The present applicant has a deep unconventional gas asset in the Cooper Basin (including tight sandstone, shale and coal), ranging from approximately 8,000 to 12,000+ feet, and for the reasons outlined above is experiencing difficulties accurately quantifying Total Gas content. To evaluate this resource using known techniques used by the coal seam gas industry, conventional core can be acquired (both drill pipe and wireline retrieved) and standard core desorption can be performed in an attempt to estimate the Total Gas content. Unfortunately though, the retrieval time from these depths (plus the handling time at surface) is generally in the order of 2 to 10 hours.
This strongly contrasts with what is considered “reasonable” in the shallow coal seam gas industry (which is a Lost Gas time of less than 1 hour and typically of only 15 minutes). This highlights the problem with evaluating deep zones, as is typical with many unconventional gas reservoirs.

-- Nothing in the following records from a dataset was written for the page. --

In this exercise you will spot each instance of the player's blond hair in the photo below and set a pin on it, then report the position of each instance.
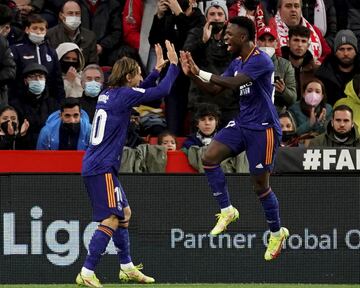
(123, 67)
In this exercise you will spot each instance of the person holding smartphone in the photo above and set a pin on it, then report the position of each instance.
(209, 50)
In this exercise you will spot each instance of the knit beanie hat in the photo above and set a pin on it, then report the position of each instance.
(345, 37)
(218, 3)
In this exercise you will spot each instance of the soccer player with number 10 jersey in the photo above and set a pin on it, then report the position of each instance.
(103, 157)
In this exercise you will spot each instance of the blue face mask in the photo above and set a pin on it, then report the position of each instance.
(92, 88)
(36, 86)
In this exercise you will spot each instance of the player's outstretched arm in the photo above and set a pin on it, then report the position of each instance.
(171, 53)
(160, 62)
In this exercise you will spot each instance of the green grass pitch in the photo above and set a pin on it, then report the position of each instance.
(188, 286)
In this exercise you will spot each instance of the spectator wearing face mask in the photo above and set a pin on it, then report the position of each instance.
(66, 129)
(284, 81)
(34, 104)
(340, 132)
(92, 80)
(311, 112)
(35, 49)
(72, 63)
(12, 135)
(69, 29)
(288, 128)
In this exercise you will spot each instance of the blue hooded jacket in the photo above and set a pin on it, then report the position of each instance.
(49, 134)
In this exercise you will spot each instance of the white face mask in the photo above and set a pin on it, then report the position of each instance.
(36, 38)
(72, 22)
(268, 50)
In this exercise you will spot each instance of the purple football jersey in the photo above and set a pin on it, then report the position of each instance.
(257, 111)
(111, 121)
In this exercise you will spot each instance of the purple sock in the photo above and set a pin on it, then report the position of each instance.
(122, 243)
(271, 209)
(218, 186)
(97, 246)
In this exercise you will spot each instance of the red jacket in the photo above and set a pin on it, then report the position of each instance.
(131, 30)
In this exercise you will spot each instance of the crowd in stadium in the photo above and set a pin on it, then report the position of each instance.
(56, 57)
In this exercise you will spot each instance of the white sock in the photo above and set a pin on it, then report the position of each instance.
(276, 234)
(127, 266)
(86, 272)
(227, 209)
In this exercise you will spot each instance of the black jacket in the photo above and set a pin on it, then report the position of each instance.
(335, 80)
(7, 69)
(27, 52)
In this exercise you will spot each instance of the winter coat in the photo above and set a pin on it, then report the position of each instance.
(308, 7)
(73, 88)
(303, 123)
(305, 72)
(85, 39)
(7, 69)
(27, 52)
(334, 80)
(353, 101)
(213, 57)
(284, 69)
(49, 134)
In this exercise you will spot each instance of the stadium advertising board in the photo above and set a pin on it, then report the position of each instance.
(45, 229)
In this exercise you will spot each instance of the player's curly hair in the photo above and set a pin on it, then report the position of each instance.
(121, 68)
(247, 24)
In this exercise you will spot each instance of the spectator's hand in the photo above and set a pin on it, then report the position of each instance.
(160, 62)
(193, 67)
(322, 116)
(174, 6)
(161, 8)
(98, 49)
(24, 127)
(280, 86)
(71, 74)
(185, 64)
(207, 32)
(171, 53)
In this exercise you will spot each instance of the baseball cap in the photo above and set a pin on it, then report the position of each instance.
(267, 30)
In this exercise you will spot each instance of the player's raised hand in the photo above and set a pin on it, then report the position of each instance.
(160, 62)
(193, 67)
(185, 64)
(171, 53)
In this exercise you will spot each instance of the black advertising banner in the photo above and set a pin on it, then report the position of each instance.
(325, 160)
(45, 224)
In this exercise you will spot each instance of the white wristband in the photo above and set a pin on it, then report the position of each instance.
(204, 76)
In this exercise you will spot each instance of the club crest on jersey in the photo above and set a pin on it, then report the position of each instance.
(141, 90)
(103, 98)
(245, 89)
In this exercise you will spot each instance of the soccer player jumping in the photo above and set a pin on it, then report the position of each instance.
(255, 130)
(103, 157)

Indeed, it becomes necessary to apply a very large, highly uncertain and probably invalid, Lost Gas correction, potentially in excess of the actual amount of gas recovered.
While Option 7 may technically provide a reasonable alternative, the equipment required to undertake pressure core measurement techniques is expensive and difficult to source, and tends to introduce unnecessary (or at least undesirable) mechanical complexities.
It is an aim of the present invention to provide a more reliable and more accurate method and apparatus for the measurement of the Total Gas content of unconventional reservoir rock (be it sedimentary, igneous or metamorphic rock), and in particular for the measurement of the in-situ Total Gas content of an unconventional gas reservoir, when compared to Options 1 to 6 above, and a more convenient and cost-effective method and apparatus when compared to Option 7. In this respect, it will be appreciated that while the motivation for developing the method and apparatus of the present invention might lie in the realm of unconventional gas reservoirs, the method and apparatus will nonetheless still be usable in relation to the measurement of the in-situ Total Gas content of unconventional oil reservoirs.
Reference to any prior art in this specification is not, and should not be taken as, an acknowledgment or any form of suggestion that this prior art forms part of the common general knowledge in any country.